DC Comics questions

Discussion in 'Trek Literature' started by Jsplinis, Jul 7, 2013.

  1. Jsplinis

    Jsplinis Lieutenant Red Shirt

    Dec 20, 2012
    Hi guys,

    As a fan of DC Comics' Star Trek comics, I am interested in the further works of the three main writers: Peter David, Howard Weinstein and Michael Jan Friedman.

    I have been reading about Friedman's novels in various threads and on the web. My concern is how do they coincide with PAD's and Howard's stories.

    I've read that Michael's Shadows on the Sun and Howard's Better Man are pretty consistent.

    I've also gotten the impression that Michael's My Brother' Keeper trilogy may not be consistent with Howard's Star Crossed and PAD's Star Fleet Academy (DC Annual 2). If so, in what ways are they inconsistent?

    Also, I understand that Michael's Faces of Fire deals with backstory for Carol and David. Does this put it at odds with Howard's Star Crossed? Is so, how?

    And lastly. How about Double, Double or Legacy? Do they contradict any other DC Comics vol.2 stories, PAD novels or Mackie novels?

    Thanks for all the help,
  2. Allyn Gibson

    Allyn Gibson Vice Admiral Admiral

    Oct 16, 2000
    South Pennsyltucky
    My Brother's Keeper and "Star Crossed" have a different sequence of assignments for Kirk between the Academy and the Enterprise.

    "Starfleet Academy" and My Brother's Keeper have different first meetings for Kirk and Mitchell.

    I don't believe they're inconsistent with one another, as I don't recall any flashbacks in Faces of Fire.

    I didn't know Howard Mackie had written Star Trek novels. :)

    I kid, I kid...

    Seriously, though, I can't think of anything off-hand about Double, Double and Legacy that's contradicted by the comics. I'd say that Legacy is broadly consistent with Annual #4, the Pike annual, but it's been a long time since I've read either.
  3. Christopher

    Christopher Writer Admiral

    Mar 15, 2001
    Faces of Fire contradicts "Star-Crossed" because they show Kirk learning of David's existence in two different ways, years apart. Also, I think David's ages in the two are incompatible.

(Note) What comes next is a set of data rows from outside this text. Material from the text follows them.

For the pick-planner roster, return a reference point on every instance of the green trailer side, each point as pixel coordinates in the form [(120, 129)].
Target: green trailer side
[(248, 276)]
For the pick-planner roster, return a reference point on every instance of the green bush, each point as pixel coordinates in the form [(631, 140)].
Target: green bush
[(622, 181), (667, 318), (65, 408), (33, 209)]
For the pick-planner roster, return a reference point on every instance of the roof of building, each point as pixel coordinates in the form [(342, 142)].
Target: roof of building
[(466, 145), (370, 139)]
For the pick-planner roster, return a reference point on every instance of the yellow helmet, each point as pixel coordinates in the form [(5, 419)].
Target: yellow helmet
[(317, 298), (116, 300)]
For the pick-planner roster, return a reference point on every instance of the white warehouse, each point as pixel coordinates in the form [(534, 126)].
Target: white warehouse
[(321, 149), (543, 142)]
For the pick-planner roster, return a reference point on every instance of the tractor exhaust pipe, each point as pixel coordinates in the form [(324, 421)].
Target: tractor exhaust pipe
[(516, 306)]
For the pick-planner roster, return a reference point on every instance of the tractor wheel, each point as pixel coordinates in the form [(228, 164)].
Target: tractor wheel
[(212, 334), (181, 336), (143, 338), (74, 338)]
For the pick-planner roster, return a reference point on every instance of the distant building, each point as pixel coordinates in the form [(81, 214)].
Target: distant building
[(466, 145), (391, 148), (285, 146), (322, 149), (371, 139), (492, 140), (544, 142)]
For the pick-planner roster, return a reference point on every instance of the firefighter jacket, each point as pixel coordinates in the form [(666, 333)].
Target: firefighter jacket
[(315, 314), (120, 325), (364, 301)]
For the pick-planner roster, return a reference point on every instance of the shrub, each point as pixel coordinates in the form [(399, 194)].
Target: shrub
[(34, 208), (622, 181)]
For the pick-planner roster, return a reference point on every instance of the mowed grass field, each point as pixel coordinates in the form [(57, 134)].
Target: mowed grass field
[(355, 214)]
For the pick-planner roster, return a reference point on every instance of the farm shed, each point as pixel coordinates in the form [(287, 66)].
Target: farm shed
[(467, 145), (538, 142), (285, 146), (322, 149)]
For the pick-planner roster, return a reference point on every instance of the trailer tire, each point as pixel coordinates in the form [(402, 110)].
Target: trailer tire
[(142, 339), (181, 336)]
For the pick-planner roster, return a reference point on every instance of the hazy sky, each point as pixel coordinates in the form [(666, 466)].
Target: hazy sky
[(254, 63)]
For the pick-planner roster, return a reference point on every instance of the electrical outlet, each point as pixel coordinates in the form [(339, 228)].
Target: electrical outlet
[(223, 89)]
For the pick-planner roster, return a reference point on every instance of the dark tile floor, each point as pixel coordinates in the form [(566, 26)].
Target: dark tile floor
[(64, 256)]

    Most of these books and comics were written at a time when continuity among tie-ins wasn't permitted. As a rule, one shouldn't expect any consistency among them. Nor is there any reason why that should be an overriding factor in whether they're worth reading. They're all make-believe stories anyway, so as long as you find them enjoyable to read, so what if they imagine things differently? It can even be fun to explore the different alternatives that different authors have come up with for how various events happened.

    As I see it, continuity is a secondary concern. Just read books to see whether you like them. Then, after that, you can look into whether they fit together or not. Heck, you can make that determination better after reading them yourself than you can by asking for other people's opinions.
  4. CaptPapa

    CaptPapa Commander Red Shirt

    Feb 15, 2009
    I really do not know . . .

    Exactly - then for me, I like to compromise on any inconsistencies, draw my own conclusions, for myself only, so I can live within my own little c-word existence.
  5. JD

    JD Fleet Admiral Admiral

    Jul 22, 2004
    Arizona, USA
  6. CaptPapa

    CaptPapa Commander Red Shirt

    Feb 15, 2009
    I really do not know . . .
    And/or canon. I just didn't want to say it - seems like those terms can quickly lead to heated debates.

    I just wanted to say that I read anything related to TOS and take to heart, so to speak, that which I like and feel is or can be real within the (my) Star Trek world. If there is a conflict between two or more versions of the same event in Star Trek history, then I resolve it to my own Star Trek view. What is accepted as canon has no meaning to me - my only concern is what fits into my own universe. I read and watch new versions to make sure I don't limit myself. I certainly don't like it all, or agree necessarily with the direction of the franchise, but to each their own.